Why This is Significantly Harder to Build

As fun as this would be to build, it's a great example of a simple idea with technical complications.

  • Image recognition of fashion items requires a sophisticated deep learning model trained on extensive datasets.
  • Finding exact or highly similar matches across different online stores is a complex problem involving multiple APIs and custom search engines.
  • Clothing items often go out of stock or vary in price and availability, making real-time accuracy a challenge.

You want to avoid overcomplicating an AI agent, so we chose to not build this one. It's still something we'd like to probably create somewhere down the line as a fun project.

Defining the AI Agent

Once the idea is selected, it’s essential to clearly define:

  • The specific problem the agent solves.
  • The target users and their needs.
  • Success metrics to gauge effectiveness.

This clarity ensures a focused development process with measurable goals. In our case, we can easily define these:

  • Problem it solves: Automating the manual process of evaluating industry-specific events for ROI.
  • Users and needs: We'll be the ones using this! In this case, our needs are for our teammates to be given a pre-researched list of conventions and industry events with the AI agent's summary of expected value weighed against associated costs. The human makes the decision at the end, and the AI agent's job is to provide conden
  • Success metrics: Did it accelerate their workflows and help make them more productive? There's also the failure state where the AI agent provides wrong/incorrect/inaccurate information where it creates more work. Maybe we can compare their previous workflow against an AI-assisted workflow.

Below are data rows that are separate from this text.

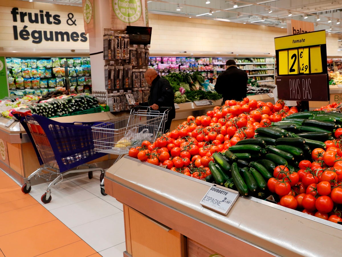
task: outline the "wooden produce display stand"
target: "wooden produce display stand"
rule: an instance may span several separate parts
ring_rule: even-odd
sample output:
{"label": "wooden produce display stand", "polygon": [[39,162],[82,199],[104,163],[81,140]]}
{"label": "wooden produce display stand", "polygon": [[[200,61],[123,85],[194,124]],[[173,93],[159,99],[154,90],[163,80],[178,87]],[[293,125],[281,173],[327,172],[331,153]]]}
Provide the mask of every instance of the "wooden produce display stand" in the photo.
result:
{"label": "wooden produce display stand", "polygon": [[341,225],[251,197],[239,197],[227,215],[220,214],[200,204],[211,186],[121,158],[106,172],[105,186],[123,205],[123,256],[340,255]]}

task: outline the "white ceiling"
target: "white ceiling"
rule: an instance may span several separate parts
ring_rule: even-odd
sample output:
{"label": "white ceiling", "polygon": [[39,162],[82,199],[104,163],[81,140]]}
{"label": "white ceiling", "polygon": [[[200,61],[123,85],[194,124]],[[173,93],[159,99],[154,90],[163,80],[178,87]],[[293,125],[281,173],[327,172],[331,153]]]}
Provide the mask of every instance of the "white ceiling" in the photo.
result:
{"label": "white ceiling", "polygon": [[[82,5],[82,0],[34,0]],[[147,3],[152,13],[285,28],[287,21],[297,20],[314,23],[315,30],[342,34],[342,23],[337,24],[342,22],[342,0],[150,0]]]}

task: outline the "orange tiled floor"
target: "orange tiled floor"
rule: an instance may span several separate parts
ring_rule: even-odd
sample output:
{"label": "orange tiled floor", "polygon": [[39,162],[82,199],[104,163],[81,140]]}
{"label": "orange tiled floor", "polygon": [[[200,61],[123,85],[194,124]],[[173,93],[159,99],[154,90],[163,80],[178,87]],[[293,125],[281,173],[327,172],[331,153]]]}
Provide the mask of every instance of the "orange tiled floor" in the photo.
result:
{"label": "orange tiled floor", "polygon": [[0,257],[101,256],[0,171]]}

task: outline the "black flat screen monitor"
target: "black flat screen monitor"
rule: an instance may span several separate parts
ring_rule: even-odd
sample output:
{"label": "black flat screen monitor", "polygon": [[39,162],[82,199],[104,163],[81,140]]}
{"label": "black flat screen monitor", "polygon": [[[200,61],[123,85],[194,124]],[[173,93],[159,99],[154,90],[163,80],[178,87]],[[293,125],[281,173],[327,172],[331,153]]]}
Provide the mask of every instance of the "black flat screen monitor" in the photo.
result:
{"label": "black flat screen monitor", "polygon": [[129,36],[130,45],[149,45],[151,44],[152,27],[127,26],[126,29]]}

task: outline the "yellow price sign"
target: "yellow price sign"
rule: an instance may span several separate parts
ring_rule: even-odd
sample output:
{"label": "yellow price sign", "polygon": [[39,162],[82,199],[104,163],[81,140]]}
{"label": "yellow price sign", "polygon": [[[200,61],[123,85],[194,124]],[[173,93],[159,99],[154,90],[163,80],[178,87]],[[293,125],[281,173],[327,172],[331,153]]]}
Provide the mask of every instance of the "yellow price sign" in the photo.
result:
{"label": "yellow price sign", "polygon": [[299,72],[302,73],[309,73],[309,48],[298,49],[298,56],[299,57]]}
{"label": "yellow price sign", "polygon": [[298,74],[298,49],[289,50],[289,74]]}

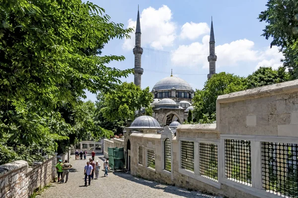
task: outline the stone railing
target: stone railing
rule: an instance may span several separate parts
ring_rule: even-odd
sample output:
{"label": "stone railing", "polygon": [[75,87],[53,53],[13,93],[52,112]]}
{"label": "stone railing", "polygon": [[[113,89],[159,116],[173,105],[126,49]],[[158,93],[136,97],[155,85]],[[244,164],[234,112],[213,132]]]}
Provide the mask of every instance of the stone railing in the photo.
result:
{"label": "stone railing", "polygon": [[65,154],[55,156],[34,167],[24,160],[0,166],[0,198],[28,198],[55,180],[57,160],[64,160]]}

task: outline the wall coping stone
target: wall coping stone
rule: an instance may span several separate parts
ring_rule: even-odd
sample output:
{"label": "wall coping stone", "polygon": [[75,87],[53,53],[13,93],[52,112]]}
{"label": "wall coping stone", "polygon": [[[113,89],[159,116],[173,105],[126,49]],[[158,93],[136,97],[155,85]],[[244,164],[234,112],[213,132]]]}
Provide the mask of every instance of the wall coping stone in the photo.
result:
{"label": "wall coping stone", "polygon": [[28,162],[25,160],[17,160],[0,165],[0,177],[27,165]]}
{"label": "wall coping stone", "polygon": [[216,130],[216,124],[181,124],[178,126],[176,131],[219,133]]}
{"label": "wall coping stone", "polygon": [[231,102],[244,99],[274,96],[280,94],[298,92],[298,80],[250,89],[219,96],[219,103]]}

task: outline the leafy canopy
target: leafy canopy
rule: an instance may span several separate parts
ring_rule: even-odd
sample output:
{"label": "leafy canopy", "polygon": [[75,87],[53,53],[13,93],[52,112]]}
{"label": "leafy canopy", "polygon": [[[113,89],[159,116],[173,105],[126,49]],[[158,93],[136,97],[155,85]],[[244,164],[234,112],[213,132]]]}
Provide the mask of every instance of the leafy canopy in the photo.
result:
{"label": "leafy canopy", "polygon": [[205,82],[202,90],[197,90],[193,99],[194,113],[197,120],[212,122],[215,120],[216,100],[220,95],[245,89],[245,78],[221,72]]}
{"label": "leafy canopy", "polygon": [[142,90],[133,83],[123,83],[114,91],[104,95],[102,111],[108,120],[132,120],[135,111],[142,107],[148,108],[153,100],[149,87]]}
{"label": "leafy canopy", "polygon": [[298,78],[298,1],[268,0],[267,9],[259,15],[267,24],[263,30],[266,39],[271,38],[273,46],[281,48],[292,79]]}
{"label": "leafy canopy", "polygon": [[84,90],[108,92],[132,72],[105,66],[123,56],[97,55],[133,30],[79,0],[4,0],[0,10],[1,147],[55,148],[74,133],[62,107],[75,113]]}
{"label": "leafy canopy", "polygon": [[246,78],[247,89],[282,83],[288,81],[289,79],[290,75],[283,67],[280,67],[277,70],[272,69],[271,67],[261,67]]}

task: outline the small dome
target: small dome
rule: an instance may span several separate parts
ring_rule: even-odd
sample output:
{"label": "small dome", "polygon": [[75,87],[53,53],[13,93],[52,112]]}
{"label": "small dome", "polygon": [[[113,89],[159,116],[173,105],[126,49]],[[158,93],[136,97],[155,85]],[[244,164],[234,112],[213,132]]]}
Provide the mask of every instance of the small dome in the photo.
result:
{"label": "small dome", "polygon": [[157,82],[153,89],[155,91],[170,90],[174,87],[178,90],[192,91],[190,85],[184,80],[174,76],[165,77]]}
{"label": "small dome", "polygon": [[158,105],[160,105],[160,104],[174,104],[174,105],[177,105],[177,103],[176,103],[176,102],[174,100],[173,100],[172,99],[161,99],[160,101],[159,101],[158,103]]}
{"label": "small dome", "polygon": [[190,110],[191,111],[193,111],[194,108],[195,108],[195,107],[194,106],[190,106],[188,107],[187,107],[187,108],[186,108],[186,109],[185,109],[185,111],[189,111]]}
{"label": "small dome", "polygon": [[138,117],[127,129],[162,129],[158,122],[153,117],[148,115]]}
{"label": "small dome", "polygon": [[179,125],[180,125],[180,124],[181,124],[179,122],[177,122],[176,121],[174,121],[174,122],[173,122],[171,124],[170,124],[170,125],[169,125],[169,127],[177,127]]}
{"label": "small dome", "polygon": [[158,103],[158,102],[160,101],[159,99],[153,99],[153,102],[152,102],[151,103],[151,106],[155,106],[156,104],[157,104],[157,103]]}
{"label": "small dome", "polygon": [[191,105],[190,102],[189,102],[188,101],[186,101],[186,100],[181,100],[179,102],[180,103],[186,103],[187,104],[189,104],[190,105]]}

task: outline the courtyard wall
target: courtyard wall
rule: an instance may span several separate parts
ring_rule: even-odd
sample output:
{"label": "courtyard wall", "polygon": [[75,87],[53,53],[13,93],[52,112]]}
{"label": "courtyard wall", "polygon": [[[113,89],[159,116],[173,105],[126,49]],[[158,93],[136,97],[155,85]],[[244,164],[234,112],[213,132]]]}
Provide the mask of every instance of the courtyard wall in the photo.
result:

All of the above is our Vision. Now it's time to plan on how we'll execute with a Plan.

Identifying Requirements

Building a functional AI agent requires:

  • Data sources (e.g., industry event listings, clothing retailer APIs, image databases).
  • Core AI models and techniques (e.g., NLP for summarization, computer vision for outfit recognition).
  • Infrastructure to collect, process, and present information to users.

To make this easier on us, we'll use a few open-source tools:

  • Dify.ai – This is a low-code platform for building generative AI applications.
  • DeepSeek-R1 – This is a lightweight and open-source LLM model. This might be overkill for the task at hand but hey, we want to play with the cool new toy. Also, GMI Cloud is hosting DeepSeek-R1 now, so we're dogfooding our own thing!

Expected Challenges & Complications

Every AI project comes with its own hurdles. Some key challenges for our project include:

  • Data availability: Some information might be behind paywalls or require advanced scraping techniques.
  • Technical feasibility: The convention assistant is relatively simple, but the outfit search assistant involves complex AI and search algorithms. 
  • Accuracy and performance: Ensuring accurate event ROI estimates or precise outfit matches requires significant refinement over time.
  • Limitations of existing AI models: Pre-trained models may need fine-tuning or additional data to be effective for our use cases.
  • Solid infrastructure: We'll probably do basic refining for this project, but good infrastructure is key for continuously refining the Agent.

By anticipating these challenges, AI agent builders can make informed decisions on feasibility and development strategies.